Files can be grouped into datasets (a named set of files) and datasets can be grouped into containers (a named set of datasets or, recursively, containers). All three types of names refer to data so the term ‘data identifier set’ (DIS) is used to mean any set of file, dataset or container identifiers. A data identifier is just the name of a single file, dataset or container.

The figure below gives an example of an aggregation hierarchy:

Data identifiers and scope

Files, datasets and containers follow an identical naming scheme which is composed of two strings: the scope and a name. The combination of both is called a data identifier (DI). For instance a file identifier (LFN) is composed of a scope and a file name.

The scope string partitions the name space in several sub spaces. The primary use case for this is to have separate scopes for production and individual users.

By default accounts will have read access to all scopes and write access only to their own scope. Privileged accounts will have write access to multiple scopes, e.g., production might use scopes such as mc11, data12_8TeV, tmp.prod.#

Files, datasets and containers are uniquely identified over all time. This implies that an identifier, once used, can never be reused to refer to anything else at all, not even if the data it referred to has been deleted from the system.

File, dataset and container status

File status

The following status attributes are supported for files:

  • availability: LOST/DELETED/AVAILABLE

A file is LOST if there are no known replicas of the file in Rucio, while at the same time at least one account requested a replica; a file is DELETED if no account requested a replica; otherwise the file is AVAILABLE. This is a derived attribute.

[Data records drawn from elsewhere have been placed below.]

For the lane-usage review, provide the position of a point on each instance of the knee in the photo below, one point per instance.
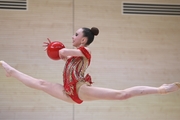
(123, 95)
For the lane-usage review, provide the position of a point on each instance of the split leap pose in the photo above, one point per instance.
(77, 86)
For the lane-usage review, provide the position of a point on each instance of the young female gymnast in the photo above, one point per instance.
(77, 87)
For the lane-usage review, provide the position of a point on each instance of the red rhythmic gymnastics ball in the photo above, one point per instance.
(53, 50)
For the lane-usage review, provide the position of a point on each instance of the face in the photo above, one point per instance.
(78, 38)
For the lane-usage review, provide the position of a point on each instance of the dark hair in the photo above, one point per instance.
(90, 33)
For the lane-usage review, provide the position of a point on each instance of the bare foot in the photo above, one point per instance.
(7, 68)
(167, 88)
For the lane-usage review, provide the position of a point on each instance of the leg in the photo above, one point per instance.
(94, 93)
(53, 89)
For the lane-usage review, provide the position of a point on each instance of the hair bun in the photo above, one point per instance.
(95, 31)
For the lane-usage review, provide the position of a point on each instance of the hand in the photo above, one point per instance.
(46, 44)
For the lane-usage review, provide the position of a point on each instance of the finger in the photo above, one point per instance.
(45, 49)
(46, 43)
(49, 40)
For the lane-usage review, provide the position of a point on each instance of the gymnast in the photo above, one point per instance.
(77, 87)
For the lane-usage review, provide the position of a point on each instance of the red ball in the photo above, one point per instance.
(53, 50)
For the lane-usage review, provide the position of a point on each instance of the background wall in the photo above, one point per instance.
(130, 50)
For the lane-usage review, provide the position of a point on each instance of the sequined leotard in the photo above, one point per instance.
(74, 70)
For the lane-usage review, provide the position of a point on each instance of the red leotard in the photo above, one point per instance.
(74, 70)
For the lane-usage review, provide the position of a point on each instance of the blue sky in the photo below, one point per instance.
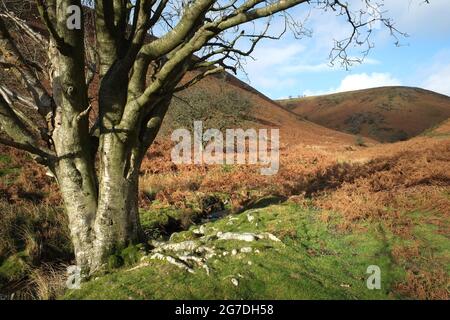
(292, 67)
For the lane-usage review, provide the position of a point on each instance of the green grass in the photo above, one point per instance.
(314, 261)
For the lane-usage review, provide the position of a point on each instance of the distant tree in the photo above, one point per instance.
(220, 110)
(113, 60)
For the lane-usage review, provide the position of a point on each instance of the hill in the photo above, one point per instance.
(386, 114)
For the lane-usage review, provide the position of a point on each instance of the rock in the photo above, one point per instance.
(269, 236)
(210, 204)
(189, 245)
(249, 237)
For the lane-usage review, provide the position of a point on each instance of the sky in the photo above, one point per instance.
(296, 67)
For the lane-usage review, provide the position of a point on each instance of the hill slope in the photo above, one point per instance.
(386, 114)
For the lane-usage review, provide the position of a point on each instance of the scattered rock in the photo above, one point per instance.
(249, 237)
(246, 250)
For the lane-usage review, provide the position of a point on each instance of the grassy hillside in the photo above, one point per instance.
(386, 114)
(315, 259)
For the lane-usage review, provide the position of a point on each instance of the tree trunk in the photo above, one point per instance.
(117, 220)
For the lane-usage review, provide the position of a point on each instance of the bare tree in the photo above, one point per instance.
(139, 51)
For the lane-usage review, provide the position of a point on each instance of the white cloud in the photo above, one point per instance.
(418, 18)
(439, 81)
(360, 81)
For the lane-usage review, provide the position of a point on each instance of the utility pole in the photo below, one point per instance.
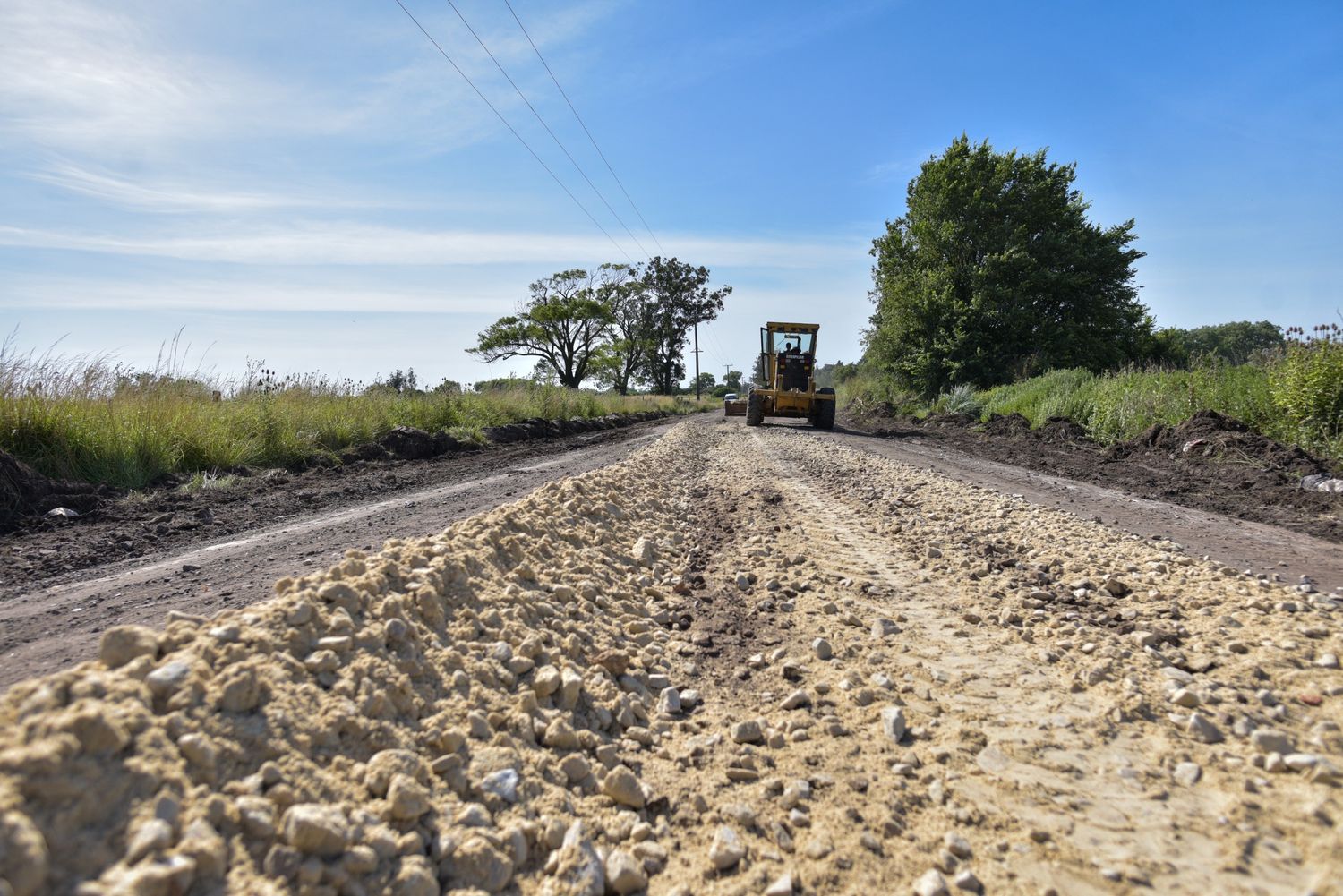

  • suppressed: True/False

This is a user settable flag. It indicates that the owner of the scope no longer needs the name to be present in the scope. Files that are suppressed (by default) do not show up in search and list operations on the scope. The setting of this flag is subject to conditions, e.g., one can not suppress a file while at the same time requesting it to be replicated somewhere.

Note however that this flag will be ignored when explicitly listing contents of datasets/containers.

Dataset/Container status

The dataset/container status is reflected by a set of attributes:

  • open: True/False

If a dataset/container is open, content can be added to it. Datasets/Containers are created open and once closed, they cannot be opened again.[2]_.

  • monotonic: True/False

If the monotonic attribute is set, content cannot be removed from an open dataset/container. Datasets/Containers are, by default, created non-monotonic. Once set to monotonic, this cannot be reversed.

  • complete: True/False

A dataset/container where all files have replicas available is complete. Any dataset/container which contains files without replicas is incomplete. This is a derived attribute.

Footnotes

[1]A dataset might be also a part of a file or a parts of multiple files, e.g. a so-called event collection.
[2]Datasets from which files have been lost can be repaired when replacement files are available, even if Open=False. The replacements need not be binary identical to the lost files.